Pulling Weeds, Hanging Pictures

AS I HAVE AGED, i have acquired the habit of going to be early, very early, and waking up and getting up early, usually about sunrise. In summer, a cup of coffee on a front porch surrounded by shrubs and trees helps me wake up.

When i had this house built, it was a barren construction site, a half acre of dirt and crabgrass surrounding the paint fresh ranch style house. I didn't think i had a chance. The place looked like the surface of the moon.

I have an aversion to paying somebody to make my yard pretty. Likewise, I have an aversion to tanning parlors, golf carts, personal trainers, and having somebody wait on me while i sit at a table in a restaurant.

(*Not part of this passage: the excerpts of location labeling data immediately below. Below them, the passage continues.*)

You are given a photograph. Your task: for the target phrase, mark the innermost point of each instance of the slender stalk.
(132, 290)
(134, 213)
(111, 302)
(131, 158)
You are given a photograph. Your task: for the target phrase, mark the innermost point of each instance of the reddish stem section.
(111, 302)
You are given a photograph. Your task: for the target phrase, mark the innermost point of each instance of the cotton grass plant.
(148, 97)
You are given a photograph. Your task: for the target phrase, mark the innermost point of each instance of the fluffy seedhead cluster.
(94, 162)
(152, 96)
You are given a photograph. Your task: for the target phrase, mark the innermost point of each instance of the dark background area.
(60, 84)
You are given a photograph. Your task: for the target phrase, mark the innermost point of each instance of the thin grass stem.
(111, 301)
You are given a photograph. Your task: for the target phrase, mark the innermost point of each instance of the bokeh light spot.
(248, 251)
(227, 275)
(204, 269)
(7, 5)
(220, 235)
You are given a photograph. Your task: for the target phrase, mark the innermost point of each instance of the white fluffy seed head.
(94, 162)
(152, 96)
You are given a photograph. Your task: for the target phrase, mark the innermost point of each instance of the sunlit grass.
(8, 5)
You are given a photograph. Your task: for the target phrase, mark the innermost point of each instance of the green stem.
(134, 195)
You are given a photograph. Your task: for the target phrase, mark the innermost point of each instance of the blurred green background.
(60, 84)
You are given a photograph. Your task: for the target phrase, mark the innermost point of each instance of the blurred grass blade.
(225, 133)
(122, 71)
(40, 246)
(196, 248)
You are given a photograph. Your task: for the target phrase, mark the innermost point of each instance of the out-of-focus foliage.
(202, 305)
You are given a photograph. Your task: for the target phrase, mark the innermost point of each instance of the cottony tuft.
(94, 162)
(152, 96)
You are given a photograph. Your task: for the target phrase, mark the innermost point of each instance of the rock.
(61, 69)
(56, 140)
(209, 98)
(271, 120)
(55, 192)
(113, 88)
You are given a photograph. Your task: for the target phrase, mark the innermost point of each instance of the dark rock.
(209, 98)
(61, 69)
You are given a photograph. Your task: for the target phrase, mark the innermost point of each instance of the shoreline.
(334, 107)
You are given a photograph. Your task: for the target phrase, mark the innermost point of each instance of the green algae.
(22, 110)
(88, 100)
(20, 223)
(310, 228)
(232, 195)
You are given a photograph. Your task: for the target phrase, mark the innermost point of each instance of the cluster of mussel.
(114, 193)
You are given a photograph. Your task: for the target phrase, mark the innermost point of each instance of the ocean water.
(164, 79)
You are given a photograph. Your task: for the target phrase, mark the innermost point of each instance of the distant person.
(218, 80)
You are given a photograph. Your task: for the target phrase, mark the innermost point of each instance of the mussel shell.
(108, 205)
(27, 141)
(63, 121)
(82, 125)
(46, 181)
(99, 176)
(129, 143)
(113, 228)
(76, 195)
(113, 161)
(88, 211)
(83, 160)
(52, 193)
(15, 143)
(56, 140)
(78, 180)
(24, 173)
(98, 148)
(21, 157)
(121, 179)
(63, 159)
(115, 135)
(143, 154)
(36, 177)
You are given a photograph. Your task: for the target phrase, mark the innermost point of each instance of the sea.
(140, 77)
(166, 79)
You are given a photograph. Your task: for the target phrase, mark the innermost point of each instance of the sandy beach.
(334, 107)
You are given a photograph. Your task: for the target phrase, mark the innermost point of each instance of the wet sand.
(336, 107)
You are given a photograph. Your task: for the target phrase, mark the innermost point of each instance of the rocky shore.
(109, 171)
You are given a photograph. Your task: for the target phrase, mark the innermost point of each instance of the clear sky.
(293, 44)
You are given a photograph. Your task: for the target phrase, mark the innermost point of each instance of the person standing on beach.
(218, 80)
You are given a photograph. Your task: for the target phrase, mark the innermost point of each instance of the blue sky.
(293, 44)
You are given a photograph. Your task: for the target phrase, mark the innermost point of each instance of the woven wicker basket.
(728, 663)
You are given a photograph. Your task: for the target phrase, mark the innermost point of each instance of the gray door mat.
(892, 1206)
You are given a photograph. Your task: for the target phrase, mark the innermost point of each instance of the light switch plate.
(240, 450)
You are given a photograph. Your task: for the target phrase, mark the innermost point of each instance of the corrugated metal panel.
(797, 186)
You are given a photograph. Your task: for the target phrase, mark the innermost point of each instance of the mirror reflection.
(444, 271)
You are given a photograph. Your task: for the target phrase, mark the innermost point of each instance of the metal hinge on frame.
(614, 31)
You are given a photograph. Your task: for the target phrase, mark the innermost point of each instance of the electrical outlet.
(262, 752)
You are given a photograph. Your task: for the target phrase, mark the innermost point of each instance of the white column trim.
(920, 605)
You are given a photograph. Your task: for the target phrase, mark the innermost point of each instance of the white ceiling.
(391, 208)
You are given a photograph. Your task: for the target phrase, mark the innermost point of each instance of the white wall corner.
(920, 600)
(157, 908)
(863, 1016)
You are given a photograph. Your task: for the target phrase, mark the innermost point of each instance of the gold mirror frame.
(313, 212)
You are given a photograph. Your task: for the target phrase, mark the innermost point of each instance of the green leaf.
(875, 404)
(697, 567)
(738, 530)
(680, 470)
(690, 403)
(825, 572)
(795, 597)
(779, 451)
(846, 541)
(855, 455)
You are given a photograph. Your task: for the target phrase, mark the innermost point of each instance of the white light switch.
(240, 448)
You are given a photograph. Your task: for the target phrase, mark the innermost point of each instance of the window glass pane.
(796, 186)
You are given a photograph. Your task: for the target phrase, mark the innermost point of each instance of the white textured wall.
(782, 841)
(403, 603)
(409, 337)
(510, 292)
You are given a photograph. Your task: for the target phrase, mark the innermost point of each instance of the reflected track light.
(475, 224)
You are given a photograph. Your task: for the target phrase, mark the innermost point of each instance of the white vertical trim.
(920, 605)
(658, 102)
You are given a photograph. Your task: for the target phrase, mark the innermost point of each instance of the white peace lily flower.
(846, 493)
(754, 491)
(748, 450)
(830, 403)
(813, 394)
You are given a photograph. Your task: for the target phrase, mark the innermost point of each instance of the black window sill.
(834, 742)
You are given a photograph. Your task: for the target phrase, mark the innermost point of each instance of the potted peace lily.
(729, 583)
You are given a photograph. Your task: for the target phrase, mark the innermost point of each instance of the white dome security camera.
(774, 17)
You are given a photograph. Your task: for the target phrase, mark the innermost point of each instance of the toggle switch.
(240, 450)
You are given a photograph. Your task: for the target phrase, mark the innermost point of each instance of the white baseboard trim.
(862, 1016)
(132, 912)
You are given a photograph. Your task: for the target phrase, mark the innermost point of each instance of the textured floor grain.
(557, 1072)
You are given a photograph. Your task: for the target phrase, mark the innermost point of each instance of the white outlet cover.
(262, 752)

All this may well be a cry for independence, for self sufficiency. My mother was a bit doting. So, after finally realizing that I had closed on the house, and that it would bring difficulties to back out now, i went to work on the yard, slowly.

That was eight years ago, when I had just turned fifty. One weed at a time. A tree, then another, about my height. the shrubs. Now the trees have grown to twenty feet, and promise much more, there is a thick layer of lush green grass, and, through several several droughts, it all looks quite a bit better than it did when i started.

The inside of the house was as barren as the yard, and equally laden with pure potential. I put cheap impressionistic prints all over the walls, and i think it looks good. every painting print has water as a theme. I don't know why. evolutionary memory?

several years ago a pipe in one of the bathrooms broke, the house flooded, and i thought about giving up, again. the repairs, which included a complete interior repainting, cost me one thousand dollars, and the insurance company seventeen thousand.

It took me two years to redecorate the walls, but, it got done, much as before. Almost every day my mother asks me if i got my yardwork done, and i almost every day i tell her that yard work is never done, unless i am missing something.

what remains at the end of our lives is memory, and all this will be a good one for me.